At 13:30 on 3rd of December, Yoon Suk Yeol, President of South Korea, made a shock televised announcement declaring martial law in South Korea. What followed was hours of drama, bordering on the farcical, with the world watching on. The fallout of this event remains to be seen, but it is likely to go down in history as one of the worst ever attempts at a coup. Understandably, such a surprising and chaotic turn of events dominated global headlines, but halfway across the world, something unexpected had just occurred in Syria.
Just days ago, rebel groups had broken out from Idlib province and stormed into Aleppo, taking control of Syria’s second city from Bashar al-Assad’s (the dictator of the rump Syrian state) forces. The rebels had taken advantage of the reduced presence of two of Assad’s strongest supporters: Russian forces, now heavily focused on the fighting in Ukraine, and Hezbollah forces, being dismantled by Israel. The rebel groups did not stop at Aleppo and quickly advanced southwards towards Hama, the next major urban centre on the road towards Damascus.

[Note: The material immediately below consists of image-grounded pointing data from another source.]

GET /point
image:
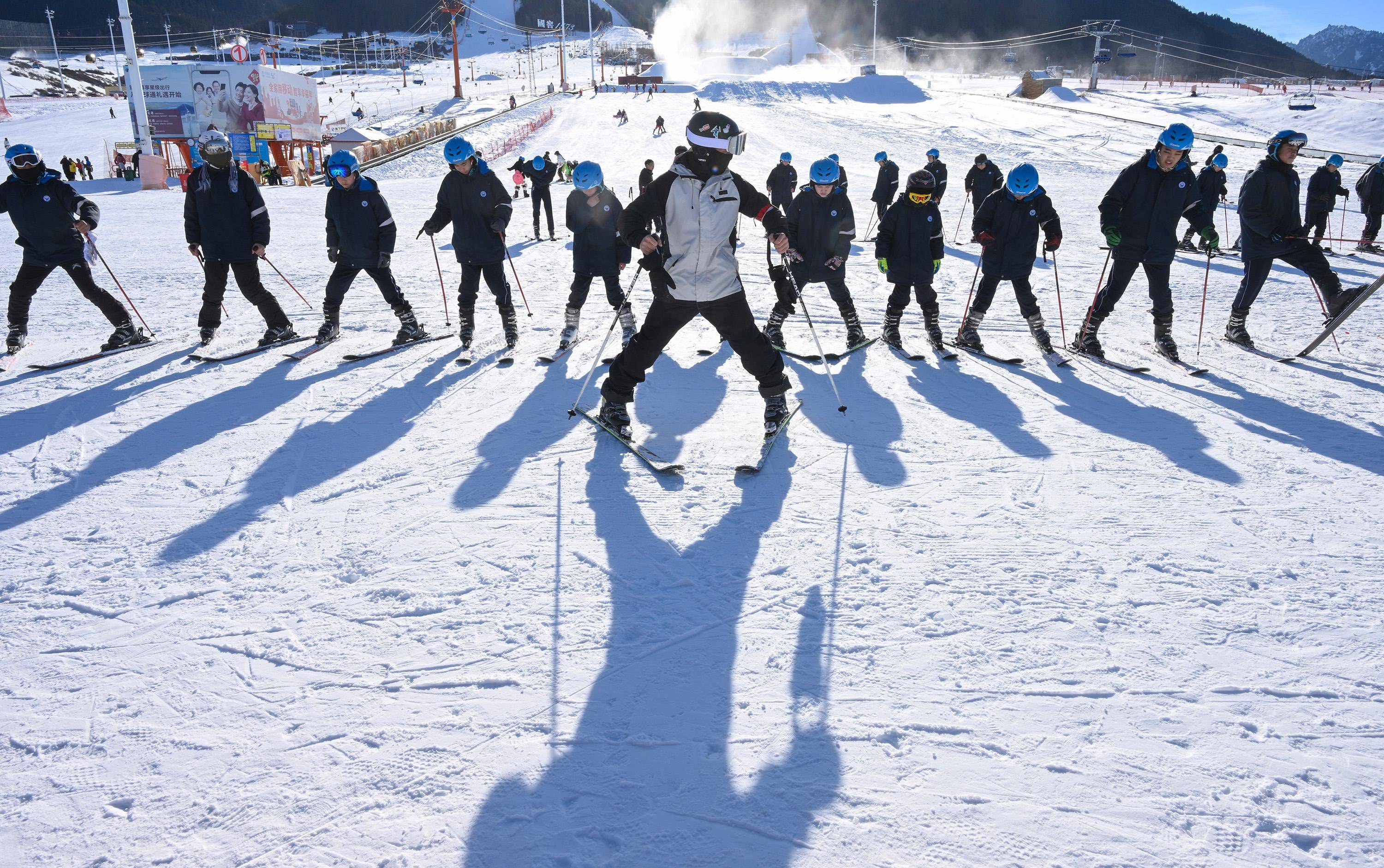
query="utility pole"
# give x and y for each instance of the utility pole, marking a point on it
(61, 81)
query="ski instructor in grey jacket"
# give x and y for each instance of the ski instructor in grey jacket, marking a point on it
(692, 269)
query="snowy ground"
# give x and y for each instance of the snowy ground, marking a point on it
(409, 614)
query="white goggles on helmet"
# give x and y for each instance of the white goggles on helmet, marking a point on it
(735, 144)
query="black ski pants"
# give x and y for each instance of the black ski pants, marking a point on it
(247, 277)
(733, 319)
(1303, 256)
(31, 277)
(495, 273)
(542, 197)
(1023, 291)
(341, 281)
(582, 285)
(1122, 272)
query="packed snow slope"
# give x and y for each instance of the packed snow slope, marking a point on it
(410, 614)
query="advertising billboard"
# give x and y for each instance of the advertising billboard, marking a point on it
(187, 100)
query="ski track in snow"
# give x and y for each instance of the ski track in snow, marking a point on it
(402, 612)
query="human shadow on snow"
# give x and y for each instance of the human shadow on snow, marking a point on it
(645, 779)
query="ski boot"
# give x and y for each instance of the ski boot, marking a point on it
(1163, 337)
(627, 327)
(1087, 341)
(467, 326)
(409, 328)
(572, 320)
(890, 334)
(615, 417)
(125, 334)
(1235, 330)
(774, 328)
(854, 331)
(933, 327)
(1040, 331)
(17, 338)
(776, 413)
(511, 323)
(968, 335)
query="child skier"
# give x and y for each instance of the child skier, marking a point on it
(360, 236)
(908, 250)
(1007, 226)
(226, 222)
(597, 251)
(42, 207)
(477, 205)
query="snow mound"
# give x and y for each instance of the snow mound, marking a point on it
(879, 89)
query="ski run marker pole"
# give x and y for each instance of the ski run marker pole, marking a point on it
(586, 382)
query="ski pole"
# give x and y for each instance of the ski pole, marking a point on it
(118, 285)
(518, 283)
(586, 382)
(816, 339)
(441, 284)
(288, 281)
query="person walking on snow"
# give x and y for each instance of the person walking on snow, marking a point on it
(1139, 219)
(52, 220)
(908, 251)
(1321, 197)
(821, 226)
(360, 236)
(477, 205)
(692, 269)
(1271, 227)
(226, 223)
(1007, 226)
(597, 250)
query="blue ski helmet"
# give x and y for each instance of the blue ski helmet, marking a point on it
(587, 175)
(825, 172)
(1283, 137)
(1023, 179)
(1177, 137)
(457, 150)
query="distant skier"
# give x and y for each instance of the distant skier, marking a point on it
(226, 223)
(1321, 197)
(360, 236)
(1139, 219)
(692, 269)
(908, 251)
(52, 219)
(782, 182)
(1007, 226)
(1271, 227)
(477, 205)
(597, 250)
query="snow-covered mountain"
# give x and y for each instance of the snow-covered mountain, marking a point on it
(1344, 46)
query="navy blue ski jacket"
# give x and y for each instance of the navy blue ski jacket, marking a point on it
(43, 214)
(223, 220)
(359, 223)
(597, 248)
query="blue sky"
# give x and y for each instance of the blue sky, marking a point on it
(1290, 21)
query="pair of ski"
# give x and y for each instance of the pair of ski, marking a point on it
(659, 466)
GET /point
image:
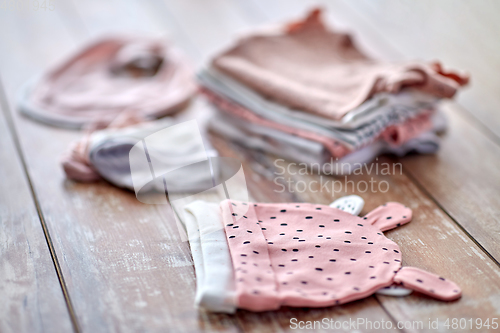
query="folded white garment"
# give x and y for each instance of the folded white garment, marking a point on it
(358, 128)
(269, 140)
(215, 288)
(132, 157)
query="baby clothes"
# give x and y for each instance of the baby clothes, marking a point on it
(215, 285)
(110, 76)
(117, 155)
(306, 86)
(312, 153)
(311, 68)
(359, 127)
(313, 255)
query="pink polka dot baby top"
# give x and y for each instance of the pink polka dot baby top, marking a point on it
(314, 255)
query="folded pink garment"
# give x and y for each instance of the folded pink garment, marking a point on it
(75, 160)
(395, 135)
(313, 69)
(308, 255)
(144, 76)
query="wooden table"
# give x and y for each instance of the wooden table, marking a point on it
(91, 258)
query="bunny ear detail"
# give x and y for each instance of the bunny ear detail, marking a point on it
(389, 216)
(428, 283)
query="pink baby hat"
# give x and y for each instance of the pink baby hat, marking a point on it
(308, 255)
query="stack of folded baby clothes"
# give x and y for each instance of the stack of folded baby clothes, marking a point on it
(308, 94)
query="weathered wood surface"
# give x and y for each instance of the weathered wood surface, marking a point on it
(123, 262)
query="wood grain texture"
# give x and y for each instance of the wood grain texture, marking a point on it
(31, 297)
(468, 149)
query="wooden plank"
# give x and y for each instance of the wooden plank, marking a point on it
(31, 296)
(432, 241)
(464, 174)
(218, 26)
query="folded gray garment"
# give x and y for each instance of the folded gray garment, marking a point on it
(356, 129)
(133, 157)
(301, 150)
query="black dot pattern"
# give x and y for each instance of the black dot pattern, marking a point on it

Although most Russian forces, previously in place to help Assad contain his opponents, had long since returned home, some remained in the country – including a collection of Russian warships stationed at the naval base in Tartus. Tartus is a vital logistics hub for supporting Russia’s overseas foreign policy objectives, enabling the Kremlin, which lacks any meaningful at-sea logistics capabilities, to support its clients and irritate its adversaries.
It will have been missed by many amid the shock factor of events in South Korea, but on the 3rd of December (fearing the speed at which Syrian rebel forces were advancing) the entire collection of Russian ships moored at Tartus bolted from the base and into the Mediterranean. To mask the fact Russia was unable to guarantee the protection of either its client regime or its naval base, a live-firing exercise was hurriedly put together for these naval assets. The total force amounted to two Gorskhov class frigates, one Grigorovich class frigate, two auxiliaries, and an Improved-Kilo class submarine.
This turn of events puts Russia in a tricky position and presents an opportunity for the United Kingdom (UK) and its allies to deepen the humiliation or to weaken Russia’s ability to support overseas operations from Tartus – ideally both.
How could Britain, alongside allies, weaken Russia’s image? Russia has worked hard over the last two decades to conjure the perception of itself as a global power. Serious analysts know this is mostly a mirage, but it does help Russia achieve buy-in with many developing countries. Anything which can be done to help shatter this image should be pursued. If the rebels do overrun the naval base at Tartus, the options for the marooned Russian ships would be limited.
Unless Turkey opens the Dardanelles and Bosphorus, the Russian flotilla would have to return to Russia’s Baltic or Northern fleet bases. Assembling a North Atlantic Treaty Organisation (NATO) task force to shadow them would create a great opportunity for some global messaging. The image of a Russian naval group being escorted out of the Mediterranean by a powerful NATO naval force would certainly do Russia’s global power narrative no favours. Announcing live fire drills along the route Russian forces are likely to take, to force them to extend their journey, would only add insult to injury. Any of these activities should be done with as much publicity as possible.
However, such an opportunity relies on the naval base at Tartus being overrun. This may be unlikely. Tartus is situated in the Alawite heartland of Syria; the Alawites being Assad’s most ardent supporters. Assad’s forces may not have fought hard to defend Aleppo, but it is reasonable to assume they would fight a lot harder for their homeland and the rebel groups may not be willing to push into these territories. It is entirely possible that once the Russian warships have spent a few days in the Mediterranean to see how events develop, they may simply return to Tartus.
If the UK was feeling particularly bold, it could attempt to open a channel with these groups to encourage and enable them to push to Tartus, and to destroy the naval facilities there. If this proves unpalatable or there is no desire to engage on the other side, Britain could explore options to support a Ukrainian operation to attack the facilities at the now mostly empty naval base. Either option would hobble Russia’s navy, options which will quickly disappear should the Kremlin decide the naval base is not in fact in danger.
It was an easy event to miss, but Russia’s withdrawal from Tartus shows just how much Russia’s ability to influence global events has been hindered by its decision to launch a full-scale invasion of Ukraine.
Assad is not alone in essentially being abandoned by Russia; not too long ago, Armenia was let down in relation to Azerbaijan by its erstwhile Russian ally and is now attempting to look elsewhere for a protector.
Just as Russia seeks to undermine free and open countries with disruptive activities, the UK should seize the initiative and be more ambitious in its approach to unbalancing Russia. As Russian power wanes, Britain and its allies should ramp up the pressure and weaken the Kremlin’s ability to generate mayhem. The events in Tartus have offered up one such opportunity to dislocate Russia’s international posture by damaging its international image and potentially destroying one of its primary enablers of power projection in the Euro-Atlantic theatre.
William Freer is a Research Fellow in National Security at the Council on Geostrategy, where he works on strategic advantage and maritime affairs.